En menos de dos meses nos hemos visto obligados a cambiar la relación con nuestros hogares. Nunca antes habíamos tenido una relación tan estrecha con nuestra vivienda. Pasar 24 horas al día en ellas, nos ha llevado a reflexionar sobre el espacio que habitamos.

Nunca antes hubiéramos pensado en nuestras casas como el lugar habitual de trabajo, como colegio y universidad, guardería, gimnasio, cocinas donde crear y compartir en torno a la comida. Nunca antes el uso de nuestro tiempo libre y ocio lo habíamos desarrollado dentro ellas. Nunca antes las necesidades de una buena wifi habían sido tan necesarias.

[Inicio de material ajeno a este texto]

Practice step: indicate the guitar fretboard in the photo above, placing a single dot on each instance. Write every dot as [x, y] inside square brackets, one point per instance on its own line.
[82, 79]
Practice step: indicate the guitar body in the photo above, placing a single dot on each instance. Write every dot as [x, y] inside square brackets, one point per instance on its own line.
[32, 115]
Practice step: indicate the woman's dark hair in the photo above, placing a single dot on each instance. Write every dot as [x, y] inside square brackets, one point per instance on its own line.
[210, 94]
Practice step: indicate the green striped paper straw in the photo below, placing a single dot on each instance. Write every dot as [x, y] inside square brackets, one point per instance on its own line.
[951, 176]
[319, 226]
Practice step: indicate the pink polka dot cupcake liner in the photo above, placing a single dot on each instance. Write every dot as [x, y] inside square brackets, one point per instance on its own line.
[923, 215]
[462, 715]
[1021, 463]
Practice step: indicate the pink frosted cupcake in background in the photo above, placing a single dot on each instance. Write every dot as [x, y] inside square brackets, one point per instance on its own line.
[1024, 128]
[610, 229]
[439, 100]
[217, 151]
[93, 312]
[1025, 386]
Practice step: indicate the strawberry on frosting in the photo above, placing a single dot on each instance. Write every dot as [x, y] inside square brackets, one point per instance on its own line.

Y nunca antes, los balcones, terrazas y espacios exteriores fueron valores tan en alza.

En estos largos días nos hemos preguntado por qué elegimos ese color en las paredes que ahora tanto nos molestan, por qué ese papel en esa pared que nos desequilibra, por qué unas cortinas que recogen tanto polvo,  o esa preciosa lámpara que no ilumina y solo decora, por qué cerramos las terrazas y balcones para ganar espacios interiores, por qué no dimos importancia a los metros de cocina, a la necesidad de una buena despensa, por qué no dimos importancia a la orientación, a la ventilación, a las terminaciones fáciles de limpiar y desinfectar.

A lo largo de esta cuarentena, sin duda cambiará la mirada sobre el hogar que queremos comprar o alquilar, valoraremos sobre manera los espacios exteriores habitables, la ventilación cruzada, las conexiones a internet, el aislamiento entre estancias, la versatilidad que nos permitan reconfigurar espacios, las vistas, cuándo y cómo nos entra el sol.

Reflexionaremos también sobre las posibilidades del teletrabajo que nos permita vivir alejados de las grandes urbes, cerca de la naturaleza, daremos importancia a los huertos de autoconsumo, a los jardines autóctonos, al reciclaje del agua para riego, a la eficiencia energética y al ahorro en los costes de suministro.

 A partir de ahora seremos mucho más exigentes y valoraremos una buena gestión arquitectónica y de diseño que permitan alojar nuevas necesidades. Y nos veremos obligados a repensar el urbanismo,sus funciones, la movilidad y los códigos de edificación.

Dejaremos de ver nuestro hogar como una inversión y lo consideraremos como un espacio vital y de uso para futuros confinamientos.